Not sure where to begin? Try asking Daniel Hubig:

  • “How does your critique of predictive processing handle the 'feeling of agency' in voluntary action?”
  • “What does micro-phenomenology reveal about the structure of auditory silence?”
  • “Can neural correlates of 'bodily doubt' (e.g., during vertigo) inform theories of minimal selfhood?”
  • “How do you reconcile Husserl’s notion of 'inner time-consciousness' with modern chronometric data?”

Frequently Asked Questions

What is Hubig's stance on the Hard Problem of Consciousness?
Hubig rejects framing it as a 'problem' to be solved by bridging explanatory gaps. Instead, he treats it as a diagnostic failure of methodology: if a theory requires positing brute emergence to explain qualia, it has already excluded the lived temporality that makes experience intelligible.

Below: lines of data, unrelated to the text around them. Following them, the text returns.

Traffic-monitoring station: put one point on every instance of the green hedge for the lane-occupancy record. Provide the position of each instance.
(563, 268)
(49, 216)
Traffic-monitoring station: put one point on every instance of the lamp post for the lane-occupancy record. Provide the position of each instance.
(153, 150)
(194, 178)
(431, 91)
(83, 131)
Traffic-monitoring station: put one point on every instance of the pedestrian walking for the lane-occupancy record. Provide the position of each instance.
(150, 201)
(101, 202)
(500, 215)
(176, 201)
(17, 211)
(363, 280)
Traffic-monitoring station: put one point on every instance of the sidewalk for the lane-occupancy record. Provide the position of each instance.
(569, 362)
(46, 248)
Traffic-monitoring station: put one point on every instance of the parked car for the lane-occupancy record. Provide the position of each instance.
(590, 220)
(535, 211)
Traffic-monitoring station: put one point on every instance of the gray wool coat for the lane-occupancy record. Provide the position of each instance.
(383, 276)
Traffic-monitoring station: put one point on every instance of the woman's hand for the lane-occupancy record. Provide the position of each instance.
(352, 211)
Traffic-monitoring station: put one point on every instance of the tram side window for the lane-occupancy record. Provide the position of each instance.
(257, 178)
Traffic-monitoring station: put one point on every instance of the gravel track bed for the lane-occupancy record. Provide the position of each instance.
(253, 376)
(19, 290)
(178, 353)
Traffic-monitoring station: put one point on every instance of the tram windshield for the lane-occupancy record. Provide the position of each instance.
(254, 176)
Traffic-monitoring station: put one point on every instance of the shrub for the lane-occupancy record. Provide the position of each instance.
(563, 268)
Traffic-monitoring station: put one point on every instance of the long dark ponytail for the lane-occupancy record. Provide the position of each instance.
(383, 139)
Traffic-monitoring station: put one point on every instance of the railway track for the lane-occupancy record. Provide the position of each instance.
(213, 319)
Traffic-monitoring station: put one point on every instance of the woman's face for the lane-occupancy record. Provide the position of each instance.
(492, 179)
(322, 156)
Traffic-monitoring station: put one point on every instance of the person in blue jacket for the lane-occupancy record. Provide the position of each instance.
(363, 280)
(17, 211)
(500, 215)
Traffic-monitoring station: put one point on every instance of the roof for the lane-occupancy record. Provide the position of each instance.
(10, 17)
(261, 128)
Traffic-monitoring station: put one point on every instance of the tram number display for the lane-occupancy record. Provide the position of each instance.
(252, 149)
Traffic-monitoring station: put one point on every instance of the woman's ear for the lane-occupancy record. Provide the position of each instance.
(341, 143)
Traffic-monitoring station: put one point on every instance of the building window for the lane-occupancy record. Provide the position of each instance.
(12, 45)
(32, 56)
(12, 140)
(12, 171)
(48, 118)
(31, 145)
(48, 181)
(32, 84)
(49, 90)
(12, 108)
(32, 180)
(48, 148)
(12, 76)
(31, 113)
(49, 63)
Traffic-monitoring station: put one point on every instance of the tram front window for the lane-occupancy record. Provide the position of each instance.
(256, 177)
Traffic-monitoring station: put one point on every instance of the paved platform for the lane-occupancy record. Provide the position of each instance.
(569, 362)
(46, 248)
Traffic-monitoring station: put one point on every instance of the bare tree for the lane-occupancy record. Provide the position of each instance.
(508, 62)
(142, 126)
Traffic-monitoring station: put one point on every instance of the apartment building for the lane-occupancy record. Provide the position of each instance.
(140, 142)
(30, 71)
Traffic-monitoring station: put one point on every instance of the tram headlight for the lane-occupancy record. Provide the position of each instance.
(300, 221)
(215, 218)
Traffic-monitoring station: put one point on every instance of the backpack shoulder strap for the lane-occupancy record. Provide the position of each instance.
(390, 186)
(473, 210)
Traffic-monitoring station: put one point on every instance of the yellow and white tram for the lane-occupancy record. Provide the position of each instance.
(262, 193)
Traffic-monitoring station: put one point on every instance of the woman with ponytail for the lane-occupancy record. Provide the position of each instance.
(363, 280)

His alternative focuses on structural invariants—like the asymmetry between retention and protention—that constrain possible physical implementations.
Has Hubig developed any original experimental protocols?
Yes—he co-designed the 'Horizon Calibration Task', where participants report micro-variations in anticipatory awareness during ambiguous visual motion, synchronized with EEG phase-locking analysis. This protocol isolates pre-reflective temporal structuring rather than stimulus-bound responses, and has been adopted by three Max Planck labs since 2021.
How does Hubig engage with enactivism?
He acknowledges enactivism’s strength in grounding cognition in sensorimotor loops but argues it under-specifies the diachronic architecture of intentionality—particularly how protention shapes perception before action begins. His work adds a phenomenologically precise layer of temporal depth to enactive models, distinguishing 'motor readiness' from 'pre-attentive horizonal expectation'.
What role does language play in Hubig's account of subjective experience?
He treats linguistic expression not as a translation of private qualia but as a co-constitutive practice that stabilizes certain temporal profiles of experience—e.g., narrative syntax reinforces linear protention, while poetic ellipsis can evoke retentional thickening. His empirical work shows that syntactic complexity modulates EEG signatures in the 4–7 Hz theta band during first-person reporting.